For many he was a photojournalist; for many others he was a great friend
Aman Kashyap’s death last week is a shocker
He was just 31 and so adventurous. His body was found by the railway tracks in Sahibabad, bordering Indian capital Delhi. His family says Kashyap was killed while trying to save his camera from wild-eyed goons who had waylaid him. On 30th December, Kashyap had gone to Sahibabad railway tracks to get pictures of fog, and that of a train emerging from the smog, for the New Year. But he was found dead, late in the day.
His family found the body by the tracks, with his bag and camera equipment missing. The postmortem report indicated multiple abrasions over his body. Untimely, tragic. Inhuman.

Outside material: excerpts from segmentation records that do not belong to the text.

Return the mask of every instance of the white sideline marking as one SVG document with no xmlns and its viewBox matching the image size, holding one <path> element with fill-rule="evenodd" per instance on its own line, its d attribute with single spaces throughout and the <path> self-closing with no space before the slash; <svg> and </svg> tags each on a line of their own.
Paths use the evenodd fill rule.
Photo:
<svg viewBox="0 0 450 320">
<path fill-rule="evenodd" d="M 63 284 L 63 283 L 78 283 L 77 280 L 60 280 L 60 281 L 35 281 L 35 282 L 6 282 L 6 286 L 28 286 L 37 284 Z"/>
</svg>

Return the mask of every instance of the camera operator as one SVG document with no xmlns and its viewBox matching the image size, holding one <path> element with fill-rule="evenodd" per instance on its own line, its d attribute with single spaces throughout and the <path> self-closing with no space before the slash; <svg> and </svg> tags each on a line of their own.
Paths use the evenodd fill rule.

I came to know Kashyap while I was leading a sit-in protest at Jantar Mantar in New Delhi.
It was during November-December 2002.
He, then, ran a tea-stall in the vicinity.

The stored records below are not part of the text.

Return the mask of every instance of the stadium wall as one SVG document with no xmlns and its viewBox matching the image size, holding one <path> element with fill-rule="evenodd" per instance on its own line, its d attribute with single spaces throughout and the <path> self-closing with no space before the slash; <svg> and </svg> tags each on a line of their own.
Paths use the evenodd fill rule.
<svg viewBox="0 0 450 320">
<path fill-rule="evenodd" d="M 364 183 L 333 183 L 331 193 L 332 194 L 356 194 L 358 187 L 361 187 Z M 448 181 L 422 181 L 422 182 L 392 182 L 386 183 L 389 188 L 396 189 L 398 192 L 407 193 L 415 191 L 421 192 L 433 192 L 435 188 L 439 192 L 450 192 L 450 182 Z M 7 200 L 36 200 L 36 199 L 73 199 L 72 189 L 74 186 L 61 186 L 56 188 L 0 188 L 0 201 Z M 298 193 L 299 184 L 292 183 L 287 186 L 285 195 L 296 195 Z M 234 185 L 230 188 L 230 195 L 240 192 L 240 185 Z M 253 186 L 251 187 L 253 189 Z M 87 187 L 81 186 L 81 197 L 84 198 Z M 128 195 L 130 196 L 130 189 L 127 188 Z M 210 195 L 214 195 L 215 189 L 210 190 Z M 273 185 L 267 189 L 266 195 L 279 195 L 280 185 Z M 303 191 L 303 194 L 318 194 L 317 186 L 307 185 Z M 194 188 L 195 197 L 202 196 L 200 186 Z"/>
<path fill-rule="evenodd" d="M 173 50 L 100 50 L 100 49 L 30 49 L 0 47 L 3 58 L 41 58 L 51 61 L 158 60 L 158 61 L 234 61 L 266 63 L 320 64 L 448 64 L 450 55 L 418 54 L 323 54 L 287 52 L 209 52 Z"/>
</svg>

He was Nikku to me; always smiling. He would offer me tea, free of cost whenever I visited his stall alone.
He would ask about my trade union’s agitation, its progress.
In the last few years, he had developed a penchant for photojournalism, having befriended some lensemen who would assemble at his tea stall.

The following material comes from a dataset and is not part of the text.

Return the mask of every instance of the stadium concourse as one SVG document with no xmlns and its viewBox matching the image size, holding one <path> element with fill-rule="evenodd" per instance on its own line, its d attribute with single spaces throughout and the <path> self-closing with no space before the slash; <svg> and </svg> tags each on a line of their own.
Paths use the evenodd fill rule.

He was gearing up to become a fine photographer. His photos were being picked up by leading newspapers and news agency PTI as well.
Yesterday, I visited the tea stall where we would meet. There was silence.
Shutters and flashes had gone quiet. He too was there, but in a photo-frame.
There was a visitor’s book, in addition. I wrote few words in his memory. And also that, “Nikku, I love you.”